Un pettirosso farà primavera?

Non credo di essere persona particolarmente vanitosa, ma ho le mie debolezze: una di queste è pregiarmi di essere un accanito lettore e un non meno accanito accumulatore di libri. Più o meno fondata che fosse in origine questa vanteria, oggi sarebbe certamente impropria, giacché negli ultimi tempi il mio ritmo di lettura è calato drammaticamente.

Comunque sia, non essendo ahimè tale minore attività di lettura parallelamente seguita da una commisurata riduzione dei volumi in entrata, regalarmi libri rimane un’attività rischiosa, che spesso porta a sorrisi di circostanza e doppioni nelle mie affollate librerie.

Eppure ci sono alcune, pochissime, persone che, regalandomi – peraltro con impassibile nonchalance – libri, centrano sistematicamente le (in effetti vastissime) lacune della mia cultura letteraria, aprendomi nuove vie ma al contempo cogliendo il cuore delle mie passioni e delle mie simpatie.

Alcuni mesi fa (ve l’ho detto che sto leggendo pochissimo) una di queste persone mi ha regalato Il coraggio del pettirosso di Maurizio Maggiani, prolifico autore che colpevolmente ignoravo.
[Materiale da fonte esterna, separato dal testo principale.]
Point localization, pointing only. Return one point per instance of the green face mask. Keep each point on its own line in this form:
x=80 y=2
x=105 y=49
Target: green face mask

Non un pettirosso, ma un Red-winged Blackbird
 (Agelaius phoeniceus) sulle rive del Lac Deaschênes di Ottawa

Il libro – che credo sia passato, prima di giungere a me, da diverse mani, e questo è quantomai coerente con la sua natura – non è dei più facili da affrontare, ma mi ha conquistato pagina dopo pagina. I temi sono l’inventario preciso delle mie passioni: le vicende delle eresie e delle riforme, che ricordano gli amatissimi Eco o Luther Blissett; la letteratura romantica degli eroi minori di rivoluzioni mai avvenute, che mi ha riportato a tante letture centroamericane; la passione per la scrittura e l’espediente narrativo del romanzo nel romanzo. E soprattutto la fiducia nel potere salvifico del raccontare.

E poi c’è questa ardita, ma sorprendentemente convincente, interferenza tra religiosità popolare e ideali anarchici – una tensione profonda e inquieta che mi ha davvero fatto pensare.

Saverio Pascale e il Pascal suo supposto antenato hanno così raggiunto Guglielmo da Baskerville e Adso da Melk, Gert Dal Pozzo, Mattias Tannhauser, Tyll e gli altri strampalati antieroi dei non meno irregolari romanzi storici che occupano una delle mensole preferite della mia libreria dell’anima.

Insomma: il coraggio del pettirosso è un libro che si prende il suo tempo, e che chiede tempo e attenzione a chi lo legge. Ma se ci si lascia portare, si viene accolti nelle storie che contiene e, anche chiuso con una certa riluttanza il libro, i suoi personaggi continuano a farsi sentire, come una voce lontana ma tenace – o come il canto di un pettirosso in inverno. E chissà mai che, in questo tempo gramo di poche letture, questo pettirosso non faccia davvero primavera.